The Dark Pictures: Little Hope’s Ending is Better Than People Say

This article contains spoilers for The Dark Pictures: Little Hope.

The Dark Pictures Anthology is a series of interactive drama and survival horror video games created by Supermassive Games and published by Bandai Namco Entertainment. The second game in the anthology is Little Hope, which follows a group of classmates and their college professor after their bus crashes on a field trip. They wind up stuck in the spooky abandoned town of Little Hope, which was the previous site of witch trials similar to Salem, Massachusetts. Together, they must figure out what mysteries are going on in the town and get out alive. The player makes choices throughout the game that affect the story.

The game, while fun and scary, has received plenty of negative reviews and has had less than favorable discussion about it. This is mostly due to its ending. During the game’s ending, it’s revealed that all five playable characters are actually figments of Anthony the bus driver’s imagination after hitting his head in the crash. Players controlled a younger Anthony during the opening scene of the game, in which he fails to save his family from their burning house. The rest of the playable characters are identical to Anthony’s family, which is why he’s imagining them.

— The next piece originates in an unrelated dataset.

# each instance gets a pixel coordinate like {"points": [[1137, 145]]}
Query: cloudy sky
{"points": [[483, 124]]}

People who dislike the game due to its ending often say that the twist means that none of the decisions made by the player actually matter, and whether characters live or die ultimately doesn’t matter since they’re all in Anthony’s head. This is quite understandable since most of the game has the player battle demons and run from potential witches in order to keep the characters alive. That being said, after seeing how the game ends and looking back at the story in its entirety, this ending is better than folks say. It just has to be looked at in the right way.

At first, the story feels like one that’s similar to that of a slasher film, with characters potentially being killed off one by one and fighting for survival. The ending reveals this isn’t the case at all. It’s actually all about whether Anthony comes to terms with not being able to rescue his family during the house fire in the 70s. If a playable character dies, it means that he hasn’t come to terms with that respective family member dying and still blames himself for that loss. If a character makes it to the end, then he does get over it, no longer blames himself, and can finally move on. It’s actually a rather interesting and unique way to tell this type of horror story. 

It may not be what some people are looking for, but it doesn’t mean that the decisions made during the game don’t matter. They just matter for very different reasons. Knowing that the characters are being imagined by Anthony, future playthroughs are focused on helping him move on from the past rather than helping characters survive, which makes the game stand out from the rest of the entries in the anthology series.